Project 365 is a challenge where you kickstart your journey as a photographer by committing to taking one photo a day for one year. Now, I am not a photographer (yet) so Project 365 does not seem to apply to me, or does it? I recently came across the Disperser Tracks blog where a Project 365 is remixed as a photography / blog / narrative challenge. In the words of Disperser Tracks: Three-hundred-and-thirteen posts, each with a photo . . . and a joke and an original doodle. On a side note, Disperser Tracks did a Project 313 (instead of 365) because he/she likes to “go against the tide” and the number 313 is, mathematically speaking, prettier (something I can relate to in my day to day job). In other words, feel free to take the idea behind Project 365 and turn it into anything your want.
So here is my version of Project 365. First of all, next year (2020) is a leap year, which means that if I start today (March 29, 2019) and do this project for one year, that year will be 366 days long. So, that means I will be doing Project 366. Secondly, rather than committing to take one picture a day, I am committing to posting one picture with a story every day. This picture will not necessarily have been shot on the same day, but it would be taken by me (or by a member in my family) and it will be accompanied by a short narration. To me Project 365…, I mean Project 366, is not so much about taking pictures as it is about telling stories. The stories will be told through pictures and through the written word. Sort of like Hinterlands Who’s Who, except blogging-style.
Do not, however, expect dazzling images or profound stories of all manners of charismatic critters on a daily basis. While all the posts will be on the topic of natural history, much of it will likely be rather mundane stuff. Stuff that we might see on a daily basis, but not notice. Or as I often say, when you are looking for birds, you find all the other things as well, things that you have seen a million times but never noticed. Stuff like this…
Yes, that’s a very large turd found at Elk Island National Park. Apologies for not including a familiar object for scale but, trust me, it was big, really big. The turd is remarkable in more ways that just because of its monumental size. It is dung from a Plains Bison. Bison dung provides a fascinating story of nutrient cycling and providing a home to an entire ecosystems of micro-organisms and insects. Bison dung has also served mankind in the form of fuel for cooking and warmth. Today, there are more bison at Elk Island National Park than existed in the the whole of North America in 1880. The Wood Bison (which also lives in Elk Island National Park) is the largest land mammal in North America, followed closely by their relative the Plains Bison. Hence, the huge turd!

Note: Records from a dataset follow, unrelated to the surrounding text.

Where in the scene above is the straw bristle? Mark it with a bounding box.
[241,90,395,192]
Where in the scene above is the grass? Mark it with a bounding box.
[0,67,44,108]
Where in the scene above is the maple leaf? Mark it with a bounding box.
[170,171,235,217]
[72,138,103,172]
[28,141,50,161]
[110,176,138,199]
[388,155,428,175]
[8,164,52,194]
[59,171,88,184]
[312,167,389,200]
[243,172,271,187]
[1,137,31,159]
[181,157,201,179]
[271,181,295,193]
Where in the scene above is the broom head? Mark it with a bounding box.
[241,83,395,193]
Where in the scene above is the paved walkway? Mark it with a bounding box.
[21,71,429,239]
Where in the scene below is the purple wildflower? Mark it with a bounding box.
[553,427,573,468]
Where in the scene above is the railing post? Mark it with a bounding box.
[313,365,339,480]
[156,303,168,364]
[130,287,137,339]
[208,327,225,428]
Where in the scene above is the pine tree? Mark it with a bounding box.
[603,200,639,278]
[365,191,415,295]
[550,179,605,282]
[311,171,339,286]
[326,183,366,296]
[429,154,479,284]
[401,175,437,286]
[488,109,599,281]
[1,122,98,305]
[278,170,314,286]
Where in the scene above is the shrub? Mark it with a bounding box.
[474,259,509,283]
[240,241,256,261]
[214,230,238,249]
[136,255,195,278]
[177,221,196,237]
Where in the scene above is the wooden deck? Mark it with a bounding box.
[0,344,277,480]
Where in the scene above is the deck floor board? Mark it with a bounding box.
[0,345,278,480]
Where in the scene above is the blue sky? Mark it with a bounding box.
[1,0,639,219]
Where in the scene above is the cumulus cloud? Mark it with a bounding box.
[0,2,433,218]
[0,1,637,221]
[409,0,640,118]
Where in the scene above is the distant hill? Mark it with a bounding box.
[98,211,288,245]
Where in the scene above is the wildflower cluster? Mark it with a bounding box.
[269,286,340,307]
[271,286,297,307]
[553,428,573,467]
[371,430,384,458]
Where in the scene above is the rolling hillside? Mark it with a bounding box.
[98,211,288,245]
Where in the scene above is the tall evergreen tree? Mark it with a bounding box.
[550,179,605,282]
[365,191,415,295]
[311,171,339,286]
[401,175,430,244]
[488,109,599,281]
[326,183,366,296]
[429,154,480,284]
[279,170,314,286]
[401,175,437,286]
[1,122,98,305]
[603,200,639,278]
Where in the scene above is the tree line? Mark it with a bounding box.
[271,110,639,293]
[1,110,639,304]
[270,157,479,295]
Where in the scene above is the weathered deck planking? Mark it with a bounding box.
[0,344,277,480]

The ultimate purpose of my Project 366 is to use it as an excuse to head out into nature more often, to practice my observation skills, id’ing skills and being mindful and present in the moment. A more mundane reason for embarking on this project is to kickstart my photography and blogging skills.
Here is the plan. Project 366 entries will be posted at midnight, starting tonight. Posts will include a picture and a short story relating to the picture. That’s it! Sounds easy enough. Wish me luck and make sure you are up at midnight for the next year to be the first one to see the day’s entry. I better go and snap some pictures now.
Disclaimer (aka as the fine print): I reserve the right to modify the rules as I go along to make this project more personally meaningful. There may be various glitches and mishaps along the way due to technical shortcomings. I will embrace every “failure” as a learning opportunity and learn from my mistakes and from the haphazard limitations that modern technology sometimes throws our way. In other words, I am building this
plane blog as I am flying writing it. I know, this is a terrible analogy when applied to important stuff that actually matters, but since this blog is not mission critical and no humans or animals will get hurt in the process, the analogy sort of works here.